La riva del fiume.

Li intravedo tra le fronde, nel bosco. Sono insieme, come sempre, a poche manciate di centimetri l’uno dall’altro. Stanno sulla riva del fiume, un corso d’acqua greve, marrone delle ultime piogge in questa stagione indecisa, dubbiosa.

Mio padre. E mio figlio. Sessantadue e cinque anni.

Manuel afferra i sassi sulla sponda, tra le foglie marroni e i funghi prataioli. Li getta felice, con un gesto liberatorio. Mio padre lo aiuta, lo sostiene.

Mio padre lo protegge. Lo porta a scuola, lo porta al parco. Lo porta al supermercato, dalla parrucchiera. Lo porta a comprare i libri e i giochi.

E io sono qui, nella mia vita dietro il cespuglio. La mamma non-mamma, la mamma che sbaglia.

Mio figlio mi chiama per nome. Virginia. La zia Virginia. Quella che vede due volte al mese, quando mi lasciano uscire dalla comunità.

Il primo che vado a trovare è lui. Poi Valeria, la mia amica che ce l’ha fatta. E l’anfetamina non la prende più. Io poi di male non facevo niente: droga no, mi fa paura. Prendevo solo le pastiglie, qualche psicofarmaco in più.

Mi curano da sempre, da quando avevo sedici anni.

Solo perché mi piace il sesso. Anche quello cattivo. Quello di strada.

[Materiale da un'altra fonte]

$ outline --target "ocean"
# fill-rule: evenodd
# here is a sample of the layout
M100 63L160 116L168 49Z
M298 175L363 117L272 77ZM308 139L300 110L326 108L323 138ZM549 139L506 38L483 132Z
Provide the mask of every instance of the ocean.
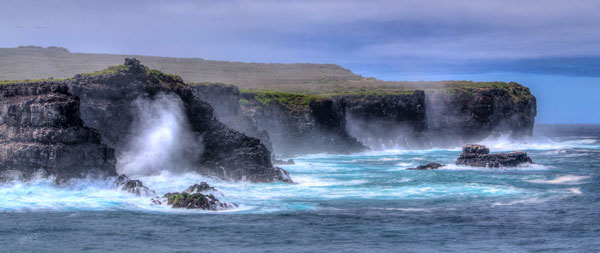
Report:
M600 249L600 125L536 125L518 168L454 165L460 147L292 157L296 184L194 173L138 177L162 195L208 182L227 211L172 209L112 181L0 184L2 252L594 252ZM438 162L438 170L409 167Z

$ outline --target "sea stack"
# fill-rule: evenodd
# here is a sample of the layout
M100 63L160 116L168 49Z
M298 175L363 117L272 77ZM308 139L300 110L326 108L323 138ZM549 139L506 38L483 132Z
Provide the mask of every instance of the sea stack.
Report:
M456 159L457 165L486 168L516 167L523 163L532 163L531 158L525 152L490 154L488 147L479 144L463 146L462 154Z

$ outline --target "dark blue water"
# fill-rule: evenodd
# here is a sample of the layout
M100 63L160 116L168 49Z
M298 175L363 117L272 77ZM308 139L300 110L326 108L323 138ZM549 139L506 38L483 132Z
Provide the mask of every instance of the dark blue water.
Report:
M600 249L600 126L536 126L493 151L525 150L514 169L453 165L459 148L296 157L298 184L194 174L141 178L159 194L208 181L237 210L153 206L106 181L0 186L0 251L481 252ZM405 168L439 162L436 171Z

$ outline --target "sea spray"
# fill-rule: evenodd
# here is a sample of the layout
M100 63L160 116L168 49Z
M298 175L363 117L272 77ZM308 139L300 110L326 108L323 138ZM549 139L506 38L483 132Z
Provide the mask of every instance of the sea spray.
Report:
M118 156L117 170L129 176L185 171L201 152L202 140L190 130L181 99L159 93L133 102L138 117L126 151Z

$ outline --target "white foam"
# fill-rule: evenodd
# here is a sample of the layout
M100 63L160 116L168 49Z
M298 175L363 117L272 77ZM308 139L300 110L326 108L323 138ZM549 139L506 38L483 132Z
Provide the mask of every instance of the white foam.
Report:
M576 188L569 188L569 191L575 195L581 195L581 189L579 187Z
M536 184L580 184L582 180L590 178L589 176L564 175L550 180L533 179L526 180Z
M457 164L445 164L443 167L440 167L438 170L494 170L494 171L503 171L503 170L547 170L551 168L551 166L538 164L538 163L523 163L516 167L499 167L499 168L486 168L486 167L473 167L466 165L457 165Z

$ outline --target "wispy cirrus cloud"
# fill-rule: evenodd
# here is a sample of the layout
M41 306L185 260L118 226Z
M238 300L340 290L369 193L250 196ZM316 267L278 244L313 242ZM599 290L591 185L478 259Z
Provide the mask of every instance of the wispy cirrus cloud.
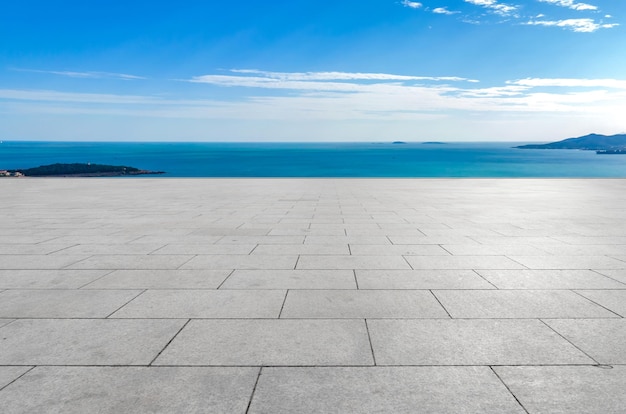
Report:
M484 7L491 12L500 16L511 16L519 9L519 6L511 4L498 3L496 0L465 0L466 3L473 4L475 6Z
M618 79L526 78L507 83L525 87L601 87L626 90L626 80Z
M435 14L446 14L446 15L450 16L452 14L459 14L461 12L460 11L448 10L447 7L437 7L437 8L433 9L433 13L435 13Z
M419 9L422 7L422 3L416 1L402 0L402 5L410 9Z
M572 10L598 10L597 6L587 3L576 3L574 0L538 0L541 3L555 4Z
M278 81L467 81L477 82L473 79L462 78L457 76L407 76L395 75L389 73L362 73L362 72L270 72L258 69L230 69L228 72L233 75L203 75L193 77L190 82L219 83L222 81L241 80L247 83L249 80L260 82L278 82ZM240 76L245 75L245 76ZM252 77L248 75L256 75Z
M405 2L406 1L407 0L405 0ZM522 2L522 0L512 0L509 3L504 3L500 0L463 0L464 3L479 8L481 10L480 12L467 9L463 12L453 11L445 6L431 8L428 4L423 6L420 4L420 8L425 12L440 15L459 15L459 21L474 25L509 23L522 26L556 27L578 33L592 33L620 25L619 23L612 22L605 23L602 19L598 19L598 13L601 11L598 6L593 4L578 2L576 0L532 0L533 2L543 3L544 6L542 6L540 10L534 10L532 14L524 13L524 11L530 10L527 4L529 1L531 0L526 0L526 2ZM561 9L568 10L558 11L550 6L558 6ZM582 13L583 16L586 13L587 16L575 18L571 15L567 15L567 13L571 13L572 10ZM485 11L487 11L487 13L485 13ZM538 11L540 12L538 13ZM494 16L496 19L494 19ZM610 14L604 14L604 19L611 19L612 17L613 16Z
M592 33L600 29L611 29L618 23L597 23L594 19L529 20L529 26L562 27L579 33Z
M40 69L23 69L13 68L12 70L19 72L31 72L31 73L45 73L49 75L65 76L68 78L80 78L80 79L120 79L120 80L140 80L146 79L143 76L129 75L126 73L113 73L113 72L76 72L68 70L40 70Z

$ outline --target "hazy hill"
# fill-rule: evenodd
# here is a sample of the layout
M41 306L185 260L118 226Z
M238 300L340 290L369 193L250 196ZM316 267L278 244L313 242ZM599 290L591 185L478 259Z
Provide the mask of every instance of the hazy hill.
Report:
M568 138L549 144L520 145L523 149L580 149L580 150L619 150L626 149L626 134L589 134L578 138Z

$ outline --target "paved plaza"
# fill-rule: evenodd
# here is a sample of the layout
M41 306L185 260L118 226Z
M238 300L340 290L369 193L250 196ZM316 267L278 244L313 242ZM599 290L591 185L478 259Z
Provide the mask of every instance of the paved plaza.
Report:
M626 180L0 194L3 414L626 412Z

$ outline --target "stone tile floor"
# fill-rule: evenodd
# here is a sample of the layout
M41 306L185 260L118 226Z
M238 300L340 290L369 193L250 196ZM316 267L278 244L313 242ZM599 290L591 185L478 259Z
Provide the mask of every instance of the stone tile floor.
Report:
M626 412L626 180L0 180L2 413Z

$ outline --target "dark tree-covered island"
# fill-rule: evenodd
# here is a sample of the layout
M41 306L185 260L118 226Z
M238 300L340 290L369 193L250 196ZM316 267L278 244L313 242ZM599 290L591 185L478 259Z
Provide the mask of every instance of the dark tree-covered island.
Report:
M35 168L9 170L12 175L26 177L119 177L144 174L165 174L164 171L140 170L125 165L103 164L50 164Z
M626 134L589 134L568 138L549 144L520 145L521 149L578 149L596 151L598 154L626 154Z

Mi viene così, si vede che sono una donnaccia dentro. Capita, no? Gesù la Maddalena non l’ha messa in istituto, ha bevuto dal suo pozzo, anzi. Che poi vuol dire che ci è andato a letto insieme, secondo me.  Detto tra noi. Io non so quale sia il padre di Manuel.

Comunque il padre che conta, per lui, è il mio.

Io intanto ho perso il conto di tutti quelli che sono passati dalla mia carne calda. Molto dipende dal mio seno. Lo guardano tutti e io lo tengo fuori volentieri, perché mi piace piacere.

Adesso Manuel è stanco, mi sa. Non ha più voglia di gettare i sassi.

Fa bene, mio padre, a insegnarglielo: lo vedi, i normali, come fanno. Davanti ai fiumi. Prendono i sassi, che poi sono i loro pensieri brutti, i loro errori, le loro cicatrici. E via. Li lanciano via, li fanno inabissare per sempre. Io, che non sono normale, i sassi non li butto. Non serve a nulla, non ci starebbero nemmeno in tutt’e due le mani, tanti sono i miei casini. I miei guai. E allora sai che faccio? Mentre mio padre mette mio figlio nel seggiolino della bici, io mi allontano, avendo cura di rimanere ben nascosta tra i cespugli.

Non mi spoglio. Non mi tolgo neanche le scarpe. Entro piano.

Dalla riva che fa rotolare i sassetti sotto i miei passi.

Fiume, accogli questo sasso. Te lo lancio io. È il più grosso che tu abbia mai racchiuso nel tuo placido abbraccio.

Questo sasso sono io. E adesso scorri, fiume. Vai.